Quick Start: VLM Model SFT Training on Kunlunxin P800#

Quick Start: VLM Model SFT Training#

This document guides you through the quick start process for fine-tuning Vision-Language Models (VLM) using the LoongForge framework on P800.

0. Resource Preparation#

Before starting, download the required model weights, tokenizer, and datasets. All downloads use HuggingFace. Install the CLI first:

pip install "huggingface_hub[cli]"

0.1 Download Model Weights#

hf download Qwen/Qwen3-VL-30B-A3B-Instruct --local-dir ./Qwen3-VL-30B-A3B-Instruct

Note: This model requires approximately 62 GB of disk space (13 safetensor shards).
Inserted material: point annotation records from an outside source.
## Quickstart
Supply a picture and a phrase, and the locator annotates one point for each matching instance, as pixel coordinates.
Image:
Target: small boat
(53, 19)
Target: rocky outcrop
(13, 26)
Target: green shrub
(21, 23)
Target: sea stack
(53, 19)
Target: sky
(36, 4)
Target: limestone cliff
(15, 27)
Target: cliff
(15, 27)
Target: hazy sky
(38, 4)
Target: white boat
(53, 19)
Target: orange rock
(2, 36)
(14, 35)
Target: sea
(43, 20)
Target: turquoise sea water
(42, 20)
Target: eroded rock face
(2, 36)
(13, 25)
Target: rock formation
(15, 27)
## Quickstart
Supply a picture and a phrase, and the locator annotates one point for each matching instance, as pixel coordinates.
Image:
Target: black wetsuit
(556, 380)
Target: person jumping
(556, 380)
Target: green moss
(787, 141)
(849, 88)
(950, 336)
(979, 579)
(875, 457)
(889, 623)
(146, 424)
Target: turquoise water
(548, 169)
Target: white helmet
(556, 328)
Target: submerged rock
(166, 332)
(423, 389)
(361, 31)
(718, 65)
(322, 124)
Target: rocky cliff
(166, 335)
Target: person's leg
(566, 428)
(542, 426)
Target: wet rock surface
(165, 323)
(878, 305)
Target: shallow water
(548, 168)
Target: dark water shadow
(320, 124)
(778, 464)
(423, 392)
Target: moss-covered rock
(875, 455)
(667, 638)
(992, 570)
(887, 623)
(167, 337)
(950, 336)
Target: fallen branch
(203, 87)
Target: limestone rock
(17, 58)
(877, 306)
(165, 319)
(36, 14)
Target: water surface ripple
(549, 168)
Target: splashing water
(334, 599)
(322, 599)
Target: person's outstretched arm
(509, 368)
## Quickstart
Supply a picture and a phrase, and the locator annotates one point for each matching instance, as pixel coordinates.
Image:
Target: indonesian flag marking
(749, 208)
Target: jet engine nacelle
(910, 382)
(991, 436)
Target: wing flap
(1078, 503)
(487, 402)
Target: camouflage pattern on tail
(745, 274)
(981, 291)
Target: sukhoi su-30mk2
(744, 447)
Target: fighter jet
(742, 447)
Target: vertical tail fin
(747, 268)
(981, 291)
There is no non-Instruct base variant on HuggingFace; the Instruct variant is used for both pretrain and SFT.

0.2 Download Tokenizer#

The tokenizer is included in the model weights downloaded above (./Qwen3-VL-30B-A3B-Instruct/).

0.3 Download Dataset#

We use the LLaVA-Instruct-Mix-VSFT-Small dataset (~109 MB, 2,592 samples, multimodal image-text pairs in ShareGPT format) for VLM SFT.

hf download axolotl-ai-co/llava-instruct-mix-vsft-small --repo-type dataset --local-dir ./data/llava-instruct-mix-vsft-small

1. Data Preparation & Checkpoint Conversion#

After downloading resources in Section 0, you need to convert the dataset to WebDataset format and convert the checkpoint before training. These steps are the same as the GPU version:

  • Dataset conversion: Convert the downloaded dataset to Energon/WebDataset format — see Quick Start: VLM SFT Section 1.3.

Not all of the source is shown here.